The company called Andromeda one of the fastest AI systems in the U.S. The system strings together 16 CS-2 systems in a cluster, with a total of 13.5 million compute cores focused on AI.
Each CS-2 system has a wafer-sized chip with 850,000 cores, which is considered the largest piece of silicon ever made. The Andromeda system has 96.8 terabits of internal bandwidth.
For preprocessing, Andromeda is attached to 284 single-socket servers, with each system having an AMD Epyc 7713 “Milan” CPUs, 128GB RAM, three 1.92TB NVMe drives and two 100Gb Ethernet network cards.
The exaflop benchmark is based on 16-bit, half precision performance with linear scaling, said Andrew Feldman, CEO of Cerebras.
“Linear scaling means when you go from one to two systems, it takes half as long for your work to be completed. That is a very unusual property in computing,” Feldman said, adding that Andromeda can scale beyond the 16 connected systems.
A single chip in the CS-2 can train language models with billions of parameters. Andromeda can potentially train larger language models with trillions of parameters, or train smaller models in less time.
Andromeda cost about $30 million to build and was set up in just three days, Feldman said.
Feldman said the system offers comparable performance to the Polaris supercomputer at Argonne Leadership Computing Facility, which has 2,240 Nvidia A100 GPUs and 560 AMD Milan CPUs.
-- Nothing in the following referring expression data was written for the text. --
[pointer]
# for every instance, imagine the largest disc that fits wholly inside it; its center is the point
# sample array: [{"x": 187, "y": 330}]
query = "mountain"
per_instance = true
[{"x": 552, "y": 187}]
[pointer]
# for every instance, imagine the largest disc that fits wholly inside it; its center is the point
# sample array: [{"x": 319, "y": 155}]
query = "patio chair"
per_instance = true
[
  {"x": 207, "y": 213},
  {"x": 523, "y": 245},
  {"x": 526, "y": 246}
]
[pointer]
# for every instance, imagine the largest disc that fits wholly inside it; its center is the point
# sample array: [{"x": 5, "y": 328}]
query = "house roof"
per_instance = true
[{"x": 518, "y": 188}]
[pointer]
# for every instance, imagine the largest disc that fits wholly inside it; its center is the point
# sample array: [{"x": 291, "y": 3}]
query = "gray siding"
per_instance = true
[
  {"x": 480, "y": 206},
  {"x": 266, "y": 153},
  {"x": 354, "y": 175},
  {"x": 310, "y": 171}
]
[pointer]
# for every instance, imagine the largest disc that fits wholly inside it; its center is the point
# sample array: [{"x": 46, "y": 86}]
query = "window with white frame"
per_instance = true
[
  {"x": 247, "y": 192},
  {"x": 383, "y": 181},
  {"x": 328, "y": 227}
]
The Top500 implementation of Polaris delivers 25.8 Linpack petaflops (out of a theoretical 34.2 petaflops) in 64-bit double-precision, or roughly 700 petaflops of FP16 tensor core performance.
The Andromeda system is built over 16 racks, and is smaller in size than Polaris, which uses 40 racks. Polaris is the 14th fastest supercomputer in the world, according to the Top500 list released in June this year.
The supercomputer, which is deployed at a Colovore datacenter in Santa Clara, California, is being used in multiple ways. The system is accessible via the cloud to companies who want to try the hardware before buying. It is also available to companies looking to rent computing resources.
“We’re using it for companies who have a big problem that they want to solve and don’t want all the equipment necessary to solve it,” Feldman said.
The Andromeda system is also available for free to students and academics. It takes just a few lines of code to deploy AI models, Feldman said.
Cerebras’ shift to becoming an AI cloud provider follows the footsteps of chip makers like Intel and Nvidia, which have their cloud services for customers to test chips or code. The company’s customer list includes TotalEnergies and GlaxoSmithKline.
The systems in the Andromeda cluster are connected by a fabric called SwarmX to disaggregate memory, computing and networking into separate clusters. The compute and memory elements operate as a single system and scale independently, which helps in faster training of AI models. The parameters are stored in an internal system called MemoryX.
The disaggregation of resources in CS-2 is different from GPU environments, in which computing is broken up over AI cores distributed over a wide area. Calculations need to be orchestrated over this network of cores, which Feldman has said can be time consuming and inefficient. AI calculations also need GPUs to operate identically across thousands of cores to get a coordinated response time.